Sometimes you want a permanent background loop - polling a queue, watching a directory, or keeping a WebSocket connection to an upstream service alive.

import threading
import time
import queue
import signal
from bunpy.serve import serve

_stop = threading.Event()
_work_queue: queue.Queue = queue.Queue()


def worker_loop() -> None:
    """Pull items off the queue and process them until told to stop."""
    while not _stop.is_set():
        try:
            item = _work_queue.get(timeout=1.0)
            process(item)
            _work_queue.task_done()
        except queue.Empty:
            continue
        except Exception as exc:
            print(f"[worker] error: {exc}")

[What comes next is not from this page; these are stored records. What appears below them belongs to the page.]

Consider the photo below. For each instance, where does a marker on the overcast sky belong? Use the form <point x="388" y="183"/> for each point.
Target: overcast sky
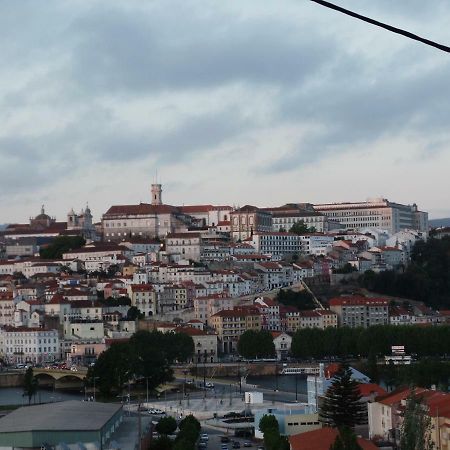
<point x="233" y="102"/>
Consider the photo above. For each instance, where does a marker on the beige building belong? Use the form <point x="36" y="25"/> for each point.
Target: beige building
<point x="181" y="246"/>
<point x="249" y="219"/>
<point x="231" y="324"/>
<point x="145" y="220"/>
<point x="205" y="344"/>
<point x="7" y="306"/>
<point x="144" y="298"/>
<point x="319" y="318"/>
<point x="376" y="213"/>
<point x="356" y="311"/>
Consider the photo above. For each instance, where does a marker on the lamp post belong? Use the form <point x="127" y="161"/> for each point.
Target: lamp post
<point x="95" y="378"/>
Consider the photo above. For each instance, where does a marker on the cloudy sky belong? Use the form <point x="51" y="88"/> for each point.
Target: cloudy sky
<point x="233" y="102"/>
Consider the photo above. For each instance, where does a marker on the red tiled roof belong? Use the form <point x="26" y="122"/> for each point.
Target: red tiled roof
<point x="322" y="439"/>
<point x="367" y="389"/>
<point x="141" y="209"/>
<point x="357" y="300"/>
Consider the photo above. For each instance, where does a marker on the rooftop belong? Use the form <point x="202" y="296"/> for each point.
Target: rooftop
<point x="72" y="415"/>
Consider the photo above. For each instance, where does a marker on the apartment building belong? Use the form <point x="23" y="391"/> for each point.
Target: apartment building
<point x="143" y="296"/>
<point x="376" y="213"/>
<point x="278" y="244"/>
<point x="319" y="318"/>
<point x="24" y="345"/>
<point x="357" y="311"/>
<point x="231" y="324"/>
<point x="184" y="246"/>
<point x="247" y="220"/>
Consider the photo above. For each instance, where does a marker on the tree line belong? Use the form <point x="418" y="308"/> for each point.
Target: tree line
<point x="377" y="340"/>
<point x="426" y="278"/>
<point x="145" y="357"/>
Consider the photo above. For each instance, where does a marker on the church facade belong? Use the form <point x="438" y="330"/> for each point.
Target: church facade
<point x="145" y="220"/>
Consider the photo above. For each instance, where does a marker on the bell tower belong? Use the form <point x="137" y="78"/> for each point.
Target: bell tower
<point x="156" y="194"/>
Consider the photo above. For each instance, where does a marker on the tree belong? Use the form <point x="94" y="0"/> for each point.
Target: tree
<point x="342" y="406"/>
<point x="256" y="344"/>
<point x="415" y="432"/>
<point x="268" y="422"/>
<point x="372" y="368"/>
<point x="30" y="384"/>
<point x="346" y="440"/>
<point x="166" y="425"/>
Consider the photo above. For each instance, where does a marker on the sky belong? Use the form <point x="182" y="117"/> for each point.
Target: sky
<point x="229" y="102"/>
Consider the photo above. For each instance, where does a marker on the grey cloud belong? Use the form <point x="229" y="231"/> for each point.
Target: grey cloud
<point x="120" y="51"/>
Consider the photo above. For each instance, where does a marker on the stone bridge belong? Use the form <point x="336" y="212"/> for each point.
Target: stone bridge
<point x="58" y="374"/>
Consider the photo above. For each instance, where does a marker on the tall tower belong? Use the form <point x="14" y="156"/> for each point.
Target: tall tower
<point x="156" y="194"/>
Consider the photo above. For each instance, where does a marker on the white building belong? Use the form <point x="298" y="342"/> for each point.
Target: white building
<point x="316" y="244"/>
<point x="276" y="243"/>
<point x="376" y="213"/>
<point x="23" y="345"/>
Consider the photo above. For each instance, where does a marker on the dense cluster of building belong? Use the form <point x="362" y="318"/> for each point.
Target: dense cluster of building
<point x="209" y="271"/>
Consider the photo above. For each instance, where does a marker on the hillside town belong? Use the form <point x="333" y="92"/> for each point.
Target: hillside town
<point x="197" y="267"/>
<point x="70" y="290"/>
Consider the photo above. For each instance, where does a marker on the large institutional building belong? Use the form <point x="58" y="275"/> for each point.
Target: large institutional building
<point x="376" y="213"/>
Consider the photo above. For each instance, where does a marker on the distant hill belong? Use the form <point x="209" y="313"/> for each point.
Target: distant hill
<point x="435" y="223"/>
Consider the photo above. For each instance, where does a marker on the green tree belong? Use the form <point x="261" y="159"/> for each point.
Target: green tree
<point x="112" y="369"/>
<point x="372" y="368"/>
<point x="346" y="440"/>
<point x="256" y="344"/>
<point x="166" y="425"/>
<point x="30" y="384"/>
<point x="342" y="406"/>
<point x="268" y="425"/>
<point x="415" y="432"/>
<point x="268" y="422"/>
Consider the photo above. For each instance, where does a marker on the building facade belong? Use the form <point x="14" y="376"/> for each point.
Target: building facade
<point x="376" y="213"/>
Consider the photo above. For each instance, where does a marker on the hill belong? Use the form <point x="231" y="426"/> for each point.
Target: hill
<point x="426" y="278"/>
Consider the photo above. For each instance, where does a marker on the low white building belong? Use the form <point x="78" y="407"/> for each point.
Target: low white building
<point x="282" y="342"/>
<point x="316" y="244"/>
<point x="24" y="345"/>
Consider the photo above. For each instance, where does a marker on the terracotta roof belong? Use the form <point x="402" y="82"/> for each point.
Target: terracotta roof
<point x="191" y="331"/>
<point x="141" y="209"/>
<point x="322" y="439"/>
<point x="367" y="389"/>
<point x="358" y="300"/>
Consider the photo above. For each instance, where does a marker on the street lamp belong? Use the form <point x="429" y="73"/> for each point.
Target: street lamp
<point x="95" y="378"/>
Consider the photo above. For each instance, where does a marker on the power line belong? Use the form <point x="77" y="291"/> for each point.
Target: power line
<point x="409" y="35"/>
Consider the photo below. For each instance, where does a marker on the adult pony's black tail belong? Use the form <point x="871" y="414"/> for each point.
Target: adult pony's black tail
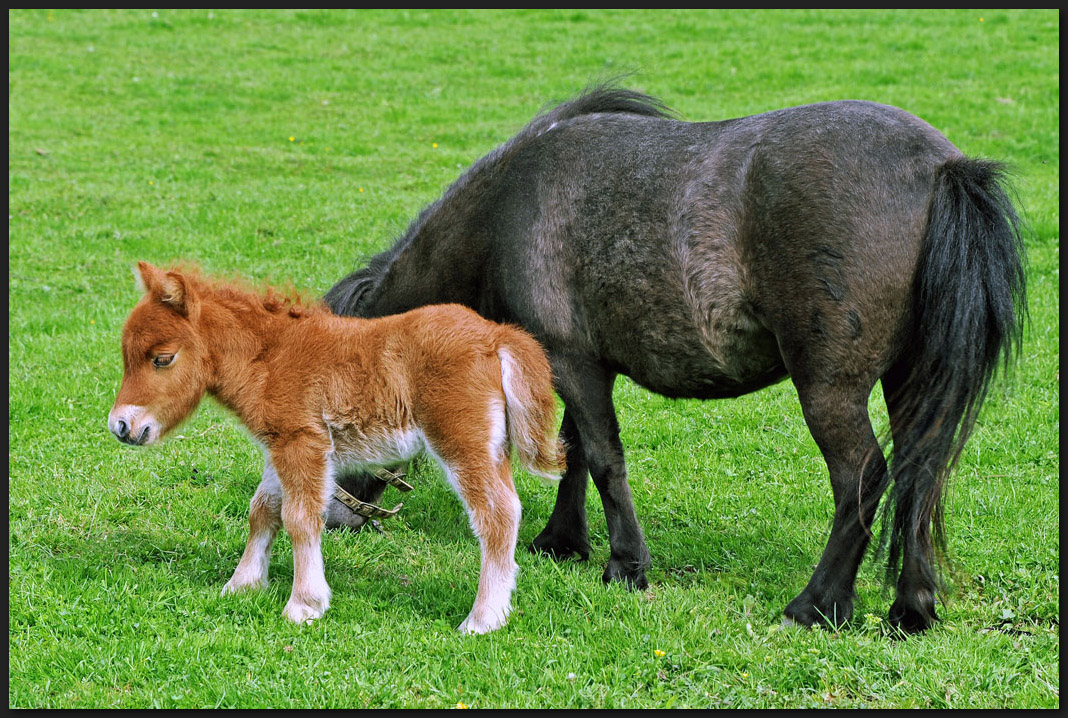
<point x="970" y="305"/>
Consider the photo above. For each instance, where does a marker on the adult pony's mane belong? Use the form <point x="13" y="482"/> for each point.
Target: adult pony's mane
<point x="240" y="293"/>
<point x="600" y="99"/>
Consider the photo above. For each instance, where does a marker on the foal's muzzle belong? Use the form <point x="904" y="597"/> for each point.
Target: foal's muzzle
<point x="127" y="430"/>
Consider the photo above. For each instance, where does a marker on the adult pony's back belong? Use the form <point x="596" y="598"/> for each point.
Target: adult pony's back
<point x="838" y="244"/>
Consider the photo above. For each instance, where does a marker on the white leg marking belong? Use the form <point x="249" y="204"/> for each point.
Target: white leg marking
<point x="264" y="520"/>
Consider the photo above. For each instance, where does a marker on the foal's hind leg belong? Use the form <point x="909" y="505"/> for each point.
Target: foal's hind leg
<point x="493" y="510"/>
<point x="265" y="517"/>
<point x="566" y="532"/>
<point x="837" y="417"/>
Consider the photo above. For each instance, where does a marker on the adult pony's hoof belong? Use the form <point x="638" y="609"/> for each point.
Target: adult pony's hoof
<point x="340" y="516"/>
<point x="560" y="547"/>
<point x="912" y="619"/>
<point x="632" y="576"/>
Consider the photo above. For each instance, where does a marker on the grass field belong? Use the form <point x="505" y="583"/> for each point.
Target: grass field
<point x="285" y="145"/>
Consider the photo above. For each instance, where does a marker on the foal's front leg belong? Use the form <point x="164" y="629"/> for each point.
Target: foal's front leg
<point x="302" y="471"/>
<point x="265" y="517"/>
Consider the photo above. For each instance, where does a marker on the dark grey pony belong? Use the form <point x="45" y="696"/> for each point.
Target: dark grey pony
<point x="837" y="244"/>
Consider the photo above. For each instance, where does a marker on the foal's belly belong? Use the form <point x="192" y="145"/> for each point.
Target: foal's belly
<point x="367" y="449"/>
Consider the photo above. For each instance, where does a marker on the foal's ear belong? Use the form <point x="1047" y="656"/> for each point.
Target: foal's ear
<point x="170" y="287"/>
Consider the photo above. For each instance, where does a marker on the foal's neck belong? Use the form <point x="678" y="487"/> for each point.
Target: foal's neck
<point x="244" y="332"/>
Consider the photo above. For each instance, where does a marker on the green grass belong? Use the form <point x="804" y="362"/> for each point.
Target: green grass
<point x="284" y="146"/>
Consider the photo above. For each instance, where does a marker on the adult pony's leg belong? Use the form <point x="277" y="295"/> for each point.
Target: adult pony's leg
<point x="265" y="518"/>
<point x="567" y="533"/>
<point x="913" y="609"/>
<point x="361" y="484"/>
<point x="836" y="415"/>
<point x="587" y="395"/>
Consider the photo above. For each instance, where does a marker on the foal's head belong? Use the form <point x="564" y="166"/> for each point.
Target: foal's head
<point x="165" y="359"/>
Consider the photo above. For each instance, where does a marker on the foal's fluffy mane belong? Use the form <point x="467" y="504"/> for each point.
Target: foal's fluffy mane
<point x="237" y="290"/>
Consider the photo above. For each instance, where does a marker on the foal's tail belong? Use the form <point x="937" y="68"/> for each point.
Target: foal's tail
<point x="531" y="407"/>
<point x="969" y="309"/>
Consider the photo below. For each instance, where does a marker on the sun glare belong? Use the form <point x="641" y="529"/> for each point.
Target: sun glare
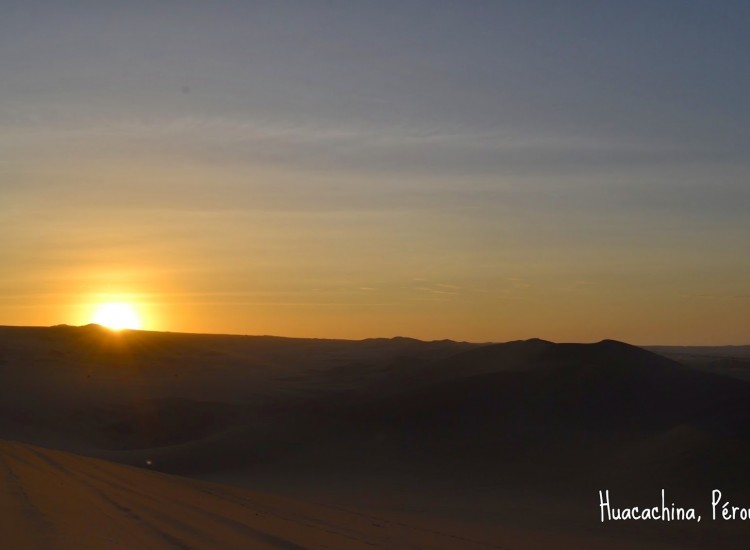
<point x="117" y="316"/>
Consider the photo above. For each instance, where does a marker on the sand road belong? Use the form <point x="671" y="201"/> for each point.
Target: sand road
<point x="55" y="500"/>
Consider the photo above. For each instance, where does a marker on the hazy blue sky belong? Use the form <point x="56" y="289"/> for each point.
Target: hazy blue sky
<point x="475" y="170"/>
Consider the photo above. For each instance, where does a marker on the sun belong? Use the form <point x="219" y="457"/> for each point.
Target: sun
<point x="117" y="316"/>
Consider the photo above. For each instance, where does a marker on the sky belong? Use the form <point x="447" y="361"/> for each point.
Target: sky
<point x="474" y="170"/>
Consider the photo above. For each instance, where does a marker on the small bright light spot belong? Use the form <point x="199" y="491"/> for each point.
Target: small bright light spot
<point x="117" y="316"/>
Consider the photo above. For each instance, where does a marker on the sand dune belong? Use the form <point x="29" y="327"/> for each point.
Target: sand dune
<point x="56" y="500"/>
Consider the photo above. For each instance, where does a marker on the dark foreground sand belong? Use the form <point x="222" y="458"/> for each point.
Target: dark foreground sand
<point x="55" y="500"/>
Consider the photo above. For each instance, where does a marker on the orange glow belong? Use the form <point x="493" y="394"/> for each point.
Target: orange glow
<point x="117" y="316"/>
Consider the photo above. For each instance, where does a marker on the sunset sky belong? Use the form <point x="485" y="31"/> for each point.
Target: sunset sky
<point x="486" y="171"/>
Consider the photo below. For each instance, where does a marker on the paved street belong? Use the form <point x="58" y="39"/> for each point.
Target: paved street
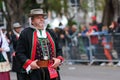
<point x="82" y="72"/>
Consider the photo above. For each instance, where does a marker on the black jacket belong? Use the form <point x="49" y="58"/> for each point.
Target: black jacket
<point x="25" y="46"/>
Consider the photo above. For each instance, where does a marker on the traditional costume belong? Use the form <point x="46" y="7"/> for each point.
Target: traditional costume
<point x="41" y="45"/>
<point x="4" y="62"/>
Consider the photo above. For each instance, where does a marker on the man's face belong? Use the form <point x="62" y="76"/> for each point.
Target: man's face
<point x="38" y="21"/>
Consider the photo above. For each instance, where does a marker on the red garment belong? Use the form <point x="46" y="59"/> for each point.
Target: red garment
<point x="94" y="38"/>
<point x="4" y="76"/>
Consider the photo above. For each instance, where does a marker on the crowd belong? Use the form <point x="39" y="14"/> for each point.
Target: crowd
<point x="72" y="41"/>
<point x="88" y="39"/>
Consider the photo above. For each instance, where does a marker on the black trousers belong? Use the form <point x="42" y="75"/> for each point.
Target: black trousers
<point x="38" y="74"/>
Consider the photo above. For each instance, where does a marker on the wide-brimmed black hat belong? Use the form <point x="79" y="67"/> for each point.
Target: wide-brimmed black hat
<point x="34" y="12"/>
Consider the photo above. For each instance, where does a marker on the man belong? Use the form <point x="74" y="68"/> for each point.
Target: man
<point x="13" y="43"/>
<point x="38" y="50"/>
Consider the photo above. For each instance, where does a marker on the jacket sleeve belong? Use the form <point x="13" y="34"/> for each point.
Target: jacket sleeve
<point x="21" y="52"/>
<point x="59" y="54"/>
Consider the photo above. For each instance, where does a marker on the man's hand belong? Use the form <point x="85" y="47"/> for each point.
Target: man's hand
<point x="57" y="62"/>
<point x="34" y="65"/>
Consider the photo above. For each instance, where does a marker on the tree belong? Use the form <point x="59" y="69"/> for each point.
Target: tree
<point x="111" y="11"/>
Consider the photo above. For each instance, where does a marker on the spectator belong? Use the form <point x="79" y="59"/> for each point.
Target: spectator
<point x="4" y="62"/>
<point x="107" y="44"/>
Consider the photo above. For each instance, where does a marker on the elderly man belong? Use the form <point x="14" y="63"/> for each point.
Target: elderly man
<point x="38" y="51"/>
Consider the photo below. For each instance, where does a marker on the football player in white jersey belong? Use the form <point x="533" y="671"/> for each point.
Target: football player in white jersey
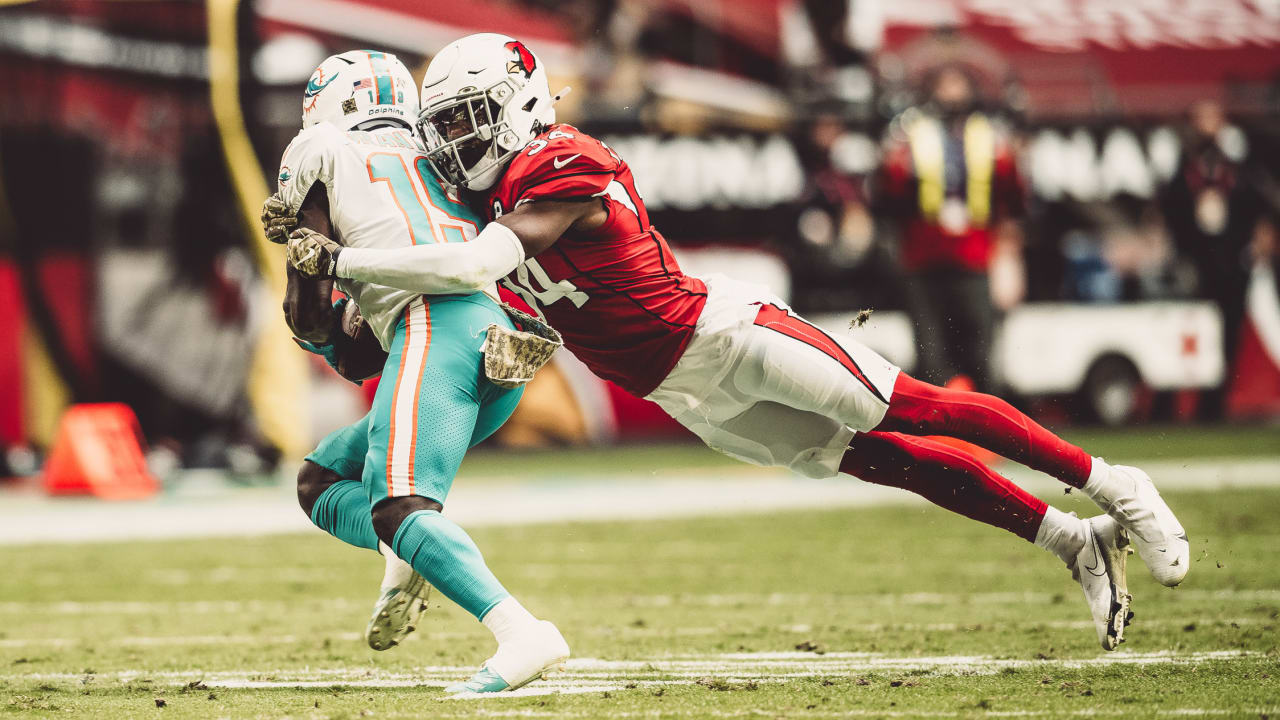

def process(item: dict) -> None:
    time.sleep(0.1)   # simulate work
    print(f"[worker] processed {item}")


# Start the thread before accepting requests
worker_thread = threading.Thread(target=worker_loop, daemon=True, name="background-worker")
worker_thread.start()


def handler(req):
    if req.path == "/jobs" and req.method == "POST":
        item = req.json()
        _work_queue.put(item)
        return {"status": 202, "body": "queued"}
    return {"status": 404, "body": "not found"}


serve(handler, port=3000)

Graceful shutdown with signal handling

When your process receives SIGTERM (Kubernetes pod eviction, docker stop, Ctrl+C), you need to finish in-flight tasks before exiting.

import signal
import sys
import threading
import time
from bunpy.queue import Queue
from bunpy.serve import serve

q = Queue(workers=4)
_shutdown = threading.Event()


@q.task
def slow_task(n: int) -> None:
    time.sleep(2)
    print(f"[task] done {n}")


def _handle_shutdown(signum, frame):
    print(f"\n[server] received signal {signum}, draining queue…")
    _shutdown.set()
    q.join()           # wait for all running tasks to finish
    print("[server] queue drained, exiting")
    sys.exit(0)


signal.signal(signal.SIGTERM, _handle_shutdown)
signal.signal(signal.SIGINT,  _handle_shutdown)


def handler(req):
    if req.path == "/work" and req.method == "POST":
        body = req.json()
        slow_task.delay(body.get("n", 0))
        return {"status": 202, "body": "queued"}
    return {"status": 404, "body": "not found"}


serve(handler, port=3000)

Test graceful shutdown:

bunpy server.py &
SERVER_PID=$!

# Enqueue some tasks
for i in 1 2 3 4 5; do
  curl -s -X POST http://localhost:3000/work \
    -H "Content-Type: application/json" \
    -d "{\"n\": $i}" &
done

# Shut down - tasks in flight complete before exit
kill -TERM $SERVER_PID
# [server] received signal 15, draining queue…
# [task] done 1
# [task] done 2
# ...
# [server] queue drained, exiting

Flower: Celery monitoring dashboard

bunpy add flower
bunpy run -m celery -A tasks flower --port=5555

Open http://localhost:5555 to see active workers, task history, retry rates, and queue depths.

What to add next

  • Priorities: Celery supports named queues (@app.task(queue="high")) and dedicated workers per queue.
  • Rate limiting: @app.task(rate_limit="10/m") prevents a task from running more than 10 times per minute per worker.
  • Result expiry: app.conf.result_expires = 3600 clears finished results from Redis after one hour.
  • Dead-letter queue: route tasks that exhaust retries to a failed queue for manual inspection.